Certainement pas, ce n’est qu’une étape que deux syndicats, dans une union libre et indépendante, ont franchi afin que
les chirurgiens dentistes de France se libèrent d’une contrainte administrative ne présentant aucun avantage.

Rappelons quelques étapes essentielles de cette lutte qui dure depuis plus de 10 ans.

1. Les dirigeants de la CNSD, dans leur tenace volonté de ligoter, d’enfermer et de contrôler toute la profession afin de mieux la dominer,
ont signé, au nom de toute la profession, un protocole avec la MGEN, nous obligeant à un ensemble de formalités administratives,
totalement inutiles, et dont la finalité est de nous imposer leurs volontés voire leurs dictats.

2. Le Conseil national de l’ordre des chirurgiens-dentistes, avec courage, intelligence et lucidité, s’est opposé à ces contrats,
y voyant des obstacles déontologiques insurmontables. Cette réalité était évidente car l’issue de ce protocole aboutissait
lentement mais certainement à la fin du libéralisme médical, à long terme.

Contrat avec les mutuelles d’une part, CCAM, maîtrise des dépenses de santé et vente du secteur dentaire aux mutuelles et assurances
d’autre part nous faisaient aboutir inévitablement à cette effrayante conclusion.

Le Conseil d’État, sur requête de la CNSD, a réduit à néant les efforts du conseil national de s’opposer à ce protocole inadmissible.
Les contorsions juridiques ont mis fin aux velléités d’opposition du CNO à la puissante machine destructrice du libéralisme
Voir l’arrêt du Conseil d’État du 4 février 2000. Cliquez-ici.

3. La FSDL a repris le flambeau et a dénoncé le protocole à la Direction Générale de la concurrence, consommation et répression des fraudes
laquelle n’a pas voulu conclure directement sans connaître les effets du protocole car la MGEN faisait miroiter une croissance des soins dentaires
pour tous par une accessibilité plus ouverte.

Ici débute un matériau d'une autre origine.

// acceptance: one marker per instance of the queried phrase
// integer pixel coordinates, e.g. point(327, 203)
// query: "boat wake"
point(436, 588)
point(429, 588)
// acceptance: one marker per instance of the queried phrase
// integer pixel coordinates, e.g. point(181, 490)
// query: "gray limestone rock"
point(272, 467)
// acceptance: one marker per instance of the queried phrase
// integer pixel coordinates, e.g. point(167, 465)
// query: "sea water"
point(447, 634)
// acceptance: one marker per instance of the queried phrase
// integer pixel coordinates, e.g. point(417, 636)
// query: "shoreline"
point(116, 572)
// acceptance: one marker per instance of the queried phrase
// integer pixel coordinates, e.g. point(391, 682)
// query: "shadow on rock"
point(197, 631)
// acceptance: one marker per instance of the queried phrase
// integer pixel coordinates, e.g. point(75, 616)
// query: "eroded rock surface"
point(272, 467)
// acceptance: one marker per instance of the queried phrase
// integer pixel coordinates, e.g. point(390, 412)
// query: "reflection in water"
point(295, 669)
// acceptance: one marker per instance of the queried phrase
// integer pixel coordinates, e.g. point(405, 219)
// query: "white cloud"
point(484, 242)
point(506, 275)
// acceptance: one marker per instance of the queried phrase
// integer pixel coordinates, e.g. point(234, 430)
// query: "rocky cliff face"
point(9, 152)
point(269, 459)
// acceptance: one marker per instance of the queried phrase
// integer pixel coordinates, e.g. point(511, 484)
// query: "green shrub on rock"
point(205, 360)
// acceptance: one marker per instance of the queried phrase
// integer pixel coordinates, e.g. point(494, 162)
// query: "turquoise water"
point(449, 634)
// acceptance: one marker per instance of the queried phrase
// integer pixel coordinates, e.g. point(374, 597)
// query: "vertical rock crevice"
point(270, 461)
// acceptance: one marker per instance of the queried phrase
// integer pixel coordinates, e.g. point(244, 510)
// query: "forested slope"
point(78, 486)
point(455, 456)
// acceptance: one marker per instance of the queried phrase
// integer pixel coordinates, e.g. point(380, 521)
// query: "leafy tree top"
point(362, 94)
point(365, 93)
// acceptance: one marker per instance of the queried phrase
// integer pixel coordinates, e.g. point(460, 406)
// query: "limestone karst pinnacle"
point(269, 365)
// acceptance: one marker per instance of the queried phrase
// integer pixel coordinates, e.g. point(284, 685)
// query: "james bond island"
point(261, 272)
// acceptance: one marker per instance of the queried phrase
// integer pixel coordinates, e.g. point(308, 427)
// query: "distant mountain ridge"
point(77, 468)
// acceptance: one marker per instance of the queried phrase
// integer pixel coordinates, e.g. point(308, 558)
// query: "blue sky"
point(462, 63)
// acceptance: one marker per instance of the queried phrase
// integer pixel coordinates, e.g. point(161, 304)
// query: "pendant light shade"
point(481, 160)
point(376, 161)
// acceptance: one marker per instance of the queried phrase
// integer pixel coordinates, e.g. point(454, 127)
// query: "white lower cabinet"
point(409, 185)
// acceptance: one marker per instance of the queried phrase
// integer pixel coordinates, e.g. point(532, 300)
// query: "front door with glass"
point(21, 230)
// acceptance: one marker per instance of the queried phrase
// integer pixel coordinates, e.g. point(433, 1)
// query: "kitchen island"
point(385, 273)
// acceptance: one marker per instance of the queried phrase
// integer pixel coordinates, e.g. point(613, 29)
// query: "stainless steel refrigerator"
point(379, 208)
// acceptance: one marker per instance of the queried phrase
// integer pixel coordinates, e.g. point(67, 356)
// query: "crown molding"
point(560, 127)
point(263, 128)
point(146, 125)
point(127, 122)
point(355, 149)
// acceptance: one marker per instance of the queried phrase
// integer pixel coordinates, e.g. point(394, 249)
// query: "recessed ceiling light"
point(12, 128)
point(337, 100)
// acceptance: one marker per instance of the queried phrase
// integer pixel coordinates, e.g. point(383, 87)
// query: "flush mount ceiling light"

4. Si nous faisions une analyse concrète du protocole, à part une formalité plus importante et un paiement par l’intermédiaire de la mutuelle,
nous ne voyons aucun avantage. L’excuse des réseaux ne peut que leurrer les crédules qui ne connaissent pas le système médical.
Si tous les praticiens étaient signataires du protocole la notion de réseaux n’aurait aucun sens. La notion de contrainte et de domination en aurait une.

5. Les efforts de la FSDL se sont coordonnés à ceux de DSI pour aboutir à la première décision de la Cour de cassation condamnant la
discrimination financière que subissaient ceux qui ne voulaient pas prendre en considération les pénalités qu’ils encourraient mais qui voulaient
poursuivre leurs soins avec leur praticien de confiance même s’il n’était pas signataire.
Voir l’arrêt de la Cour de cassation du 18 mars 2010. Cliquez-ici.

6. La MGEN a poursuivi sa politique discriminatoire en niant le respect d’une décision judiciaire.

7. Le tribunal d’instance de Paris a mis fin à la volonté de la MGEN de nier les conséquences de l’arrêt de la Cour de cassation.
Voir la décision du Tribunal d’instance de Paris 14. Cliquez-ici.

Le feuilleton est-il fini pour autant ? NON. La MGEN investit dans un lobbying à outrance auprès des membres de la
Cour des comptes et des parlementaires afin de modifier la loi qui interdit la discrimination des mutualistes.
Voir l’article de la Mutualité Française. Cliquez-ici.


Nous ne les laisserons pas faire. Nous nous batterons afin que les assurés soient remboursés de façon égalitaire.
Cela vaut pour la MGEN. Cela vaut aussi pour le tarif d’autorité.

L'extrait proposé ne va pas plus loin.